This brings us to the main topic of this write-up: given the recordings of our interviews, can we simply use a recent ASR model to transcribe them, or do these models produce errors that are unacceptable for our downstream task? And how can we even evaluate this? We are convinced that this question is relevant not only for our research, but also for a broad range of studies that deal with audio data of any kind.

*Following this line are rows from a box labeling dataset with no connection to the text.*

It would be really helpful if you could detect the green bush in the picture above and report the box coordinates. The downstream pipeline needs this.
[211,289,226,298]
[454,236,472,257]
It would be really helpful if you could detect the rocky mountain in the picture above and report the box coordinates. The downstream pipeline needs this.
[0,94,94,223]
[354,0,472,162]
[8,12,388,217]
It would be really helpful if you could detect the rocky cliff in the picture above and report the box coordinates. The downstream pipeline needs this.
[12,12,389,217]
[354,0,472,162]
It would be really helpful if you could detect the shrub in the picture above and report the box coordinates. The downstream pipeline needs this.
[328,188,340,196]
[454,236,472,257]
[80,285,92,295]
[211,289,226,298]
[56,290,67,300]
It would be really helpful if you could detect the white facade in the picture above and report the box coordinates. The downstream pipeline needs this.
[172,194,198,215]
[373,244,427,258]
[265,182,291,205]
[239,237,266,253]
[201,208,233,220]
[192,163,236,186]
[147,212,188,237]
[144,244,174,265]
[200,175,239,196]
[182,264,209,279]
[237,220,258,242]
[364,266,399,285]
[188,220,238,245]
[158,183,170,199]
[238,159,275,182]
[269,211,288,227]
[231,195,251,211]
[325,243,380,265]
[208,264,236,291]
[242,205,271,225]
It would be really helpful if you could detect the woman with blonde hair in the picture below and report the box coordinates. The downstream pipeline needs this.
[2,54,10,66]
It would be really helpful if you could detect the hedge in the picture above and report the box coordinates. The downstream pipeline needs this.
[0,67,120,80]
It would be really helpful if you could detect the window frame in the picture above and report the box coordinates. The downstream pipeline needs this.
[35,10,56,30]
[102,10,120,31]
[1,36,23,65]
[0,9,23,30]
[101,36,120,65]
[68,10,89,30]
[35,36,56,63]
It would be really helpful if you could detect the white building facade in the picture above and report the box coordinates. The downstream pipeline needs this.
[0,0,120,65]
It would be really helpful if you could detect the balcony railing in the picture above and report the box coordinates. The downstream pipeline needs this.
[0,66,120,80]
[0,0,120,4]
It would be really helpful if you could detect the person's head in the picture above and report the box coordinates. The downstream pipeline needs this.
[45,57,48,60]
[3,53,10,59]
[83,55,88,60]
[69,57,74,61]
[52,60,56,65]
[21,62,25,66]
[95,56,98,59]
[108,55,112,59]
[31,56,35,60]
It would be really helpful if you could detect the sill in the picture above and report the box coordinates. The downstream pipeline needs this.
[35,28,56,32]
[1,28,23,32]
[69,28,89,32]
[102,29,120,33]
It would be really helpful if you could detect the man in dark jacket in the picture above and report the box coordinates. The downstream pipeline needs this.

Before exploring the possibilities for answering this question, I will briefly introduce the most important terminology. ASR (Automatic Speech Recognition) refers to the broader task of extracting human utterances from a speech signal. This concept includes various interrelated subtasks, such as Speech Recognition, Speaker Diarization, Speaker Detection, Language Detection, and Transcription. In the following, we will mainly focus on the transcript as the final result of the pipeline. This is partly because current transformer-based neural networks such as Whisper combine many of these tasks in a single model, allowing us to focus on the outcome.
We call the transcript produced by the model the hypothesis, which we aim to align with a reference—a transcribed version we consider complete.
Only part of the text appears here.